Reputation: 323
I'm quite new to nlp. I'm trying to use a model trained with gensim in dl4j. I'm saving the model with
w2v_model.wv.save_word2vec_format("path/to/w2v_model.bin", binary=True)
and afterwards I'm loading it with
Word2Vec w2vModel = WordVectorSerializer.readWord2VecModel("path/to/w2v_model.bin");
The model works well except for the handling of out-of-vocabulary (OOV) words. In Gensim, it seems to calculate vectors for OOV words based on the word's n-grams, but in DL4J, it provides an empty vector for them.
My questions are:
Any guidance or suggestions would be greatly appreciated
Upvotes: 0
Views: 100
Reputation: 54208
The core original word2vec algorithm – and the Word2Vec
model class in Gensim – has no ability to synthesize vectors for OOV words using character n-grams.
That's only a feature of FastText models (and the FastText
model class in Gensim) – so if you're seeing that working in Gensim, your w2v_model
variable may actually hold a Gensim FastText
object.
Further, the plain {word, vector}-per-line format saved by Gensim's .save_word2vec_format()
(whether binary=False
or binary=True
) doesn't save any subword n-grams, even if used on a FastText
object. (It just saves the full-word vectors for in-vocabulary words.)
Gensim's FastText
can save models in the full raw model format also used by Facebook's original FastText implementation – see FastText.save_facebook_model()
.
But to bring that to a Java environment, you'd need to find a true FastText implementation that also reads that format.

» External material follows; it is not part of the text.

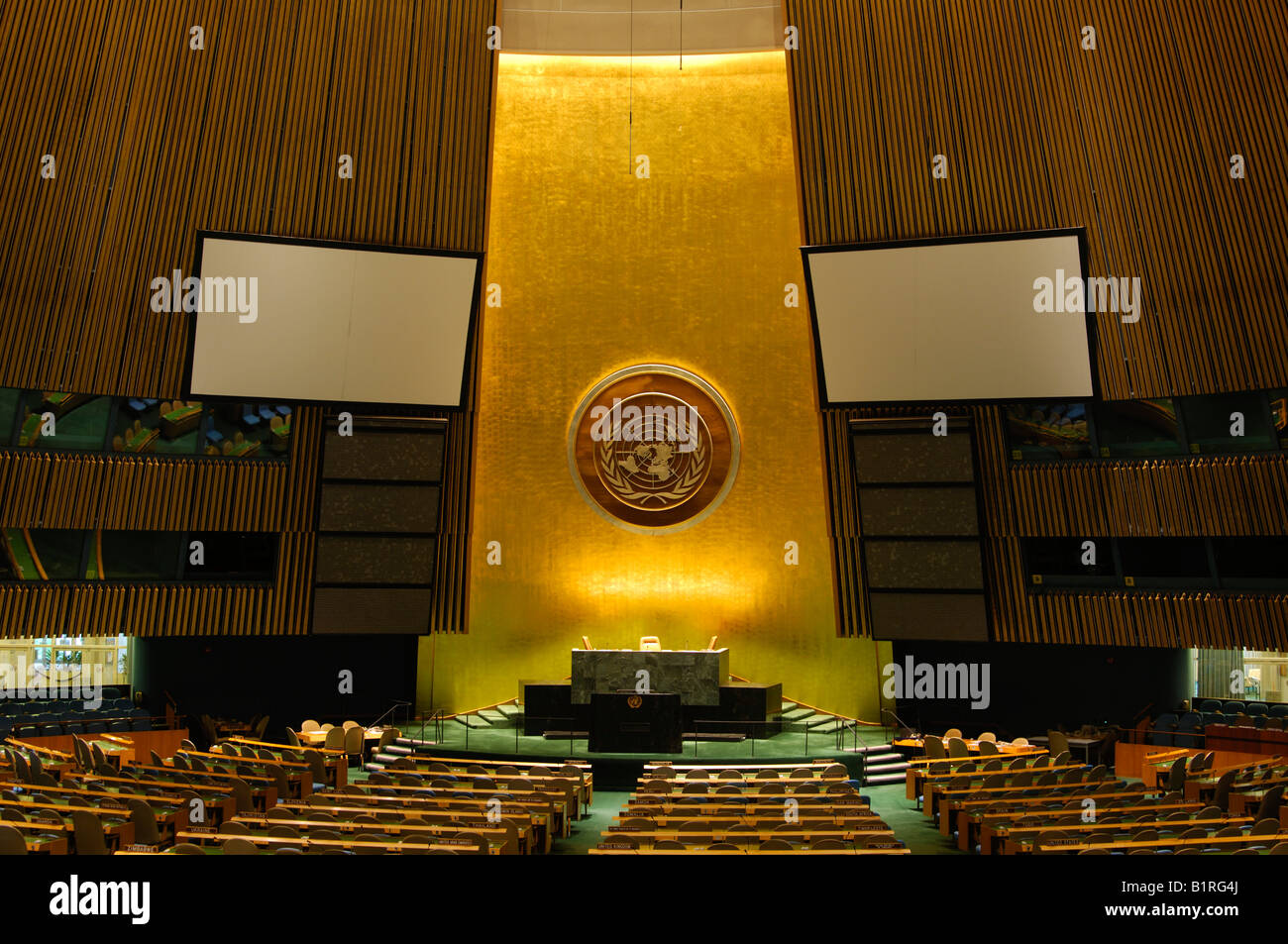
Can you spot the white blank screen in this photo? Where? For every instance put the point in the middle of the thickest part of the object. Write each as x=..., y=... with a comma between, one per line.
x=339, y=325
x=948, y=322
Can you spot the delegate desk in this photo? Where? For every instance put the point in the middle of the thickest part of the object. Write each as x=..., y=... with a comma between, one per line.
x=695, y=675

I don't see any evidence that the Word2Vec
class in DL4J supports FastText features or load FastText models.
There is an org.deeplearning4j.models.fasttext.FastText
class – which seems to wrap the Facebook native C++ FastText implementation via another com.github.jfasttext.JFastText
. That is, it's not a true Java implementation, but it makes the model accessible to Java code.

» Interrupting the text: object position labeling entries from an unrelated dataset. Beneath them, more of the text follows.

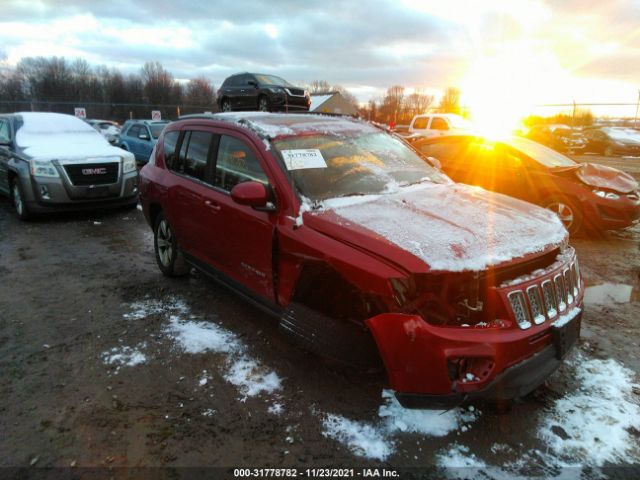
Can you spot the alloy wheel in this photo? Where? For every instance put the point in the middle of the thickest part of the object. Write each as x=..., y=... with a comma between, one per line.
x=165, y=243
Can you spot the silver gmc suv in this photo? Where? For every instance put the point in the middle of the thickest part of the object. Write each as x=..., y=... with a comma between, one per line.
x=54, y=162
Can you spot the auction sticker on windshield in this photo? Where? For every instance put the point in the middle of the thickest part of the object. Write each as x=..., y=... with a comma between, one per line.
x=300, y=159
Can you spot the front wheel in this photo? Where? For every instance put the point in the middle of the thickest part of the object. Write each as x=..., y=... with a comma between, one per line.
x=18, y=201
x=263, y=104
x=168, y=254
x=569, y=214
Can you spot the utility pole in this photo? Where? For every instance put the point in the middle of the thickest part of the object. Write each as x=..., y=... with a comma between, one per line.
x=635, y=119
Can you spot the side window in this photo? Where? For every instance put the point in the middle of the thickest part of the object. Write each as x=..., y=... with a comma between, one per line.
x=144, y=131
x=438, y=123
x=236, y=164
x=195, y=161
x=178, y=162
x=421, y=123
x=134, y=131
x=4, y=131
x=169, y=148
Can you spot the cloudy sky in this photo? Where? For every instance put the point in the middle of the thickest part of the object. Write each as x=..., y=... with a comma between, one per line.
x=550, y=52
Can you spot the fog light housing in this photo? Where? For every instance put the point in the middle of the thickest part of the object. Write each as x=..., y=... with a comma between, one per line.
x=44, y=192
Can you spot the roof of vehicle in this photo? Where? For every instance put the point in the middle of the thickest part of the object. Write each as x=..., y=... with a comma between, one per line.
x=272, y=125
x=147, y=122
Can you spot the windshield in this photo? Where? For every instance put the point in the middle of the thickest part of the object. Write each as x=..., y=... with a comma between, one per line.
x=272, y=80
x=457, y=121
x=541, y=154
x=156, y=129
x=623, y=134
x=365, y=163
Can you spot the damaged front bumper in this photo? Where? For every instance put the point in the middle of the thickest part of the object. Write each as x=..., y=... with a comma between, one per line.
x=424, y=366
x=537, y=322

I have no idea of the completeness/reliability of this approach; it's a little fishy to me that a class (JFastText
) not from a Github engineer is named via a com.github
path, but presumably the deeplearning4j
maintainers know what they're doing, and this may be your best option for loading a fully-capable (character-n-gram features) FastText model for use in DL4J.
Upvotes: 0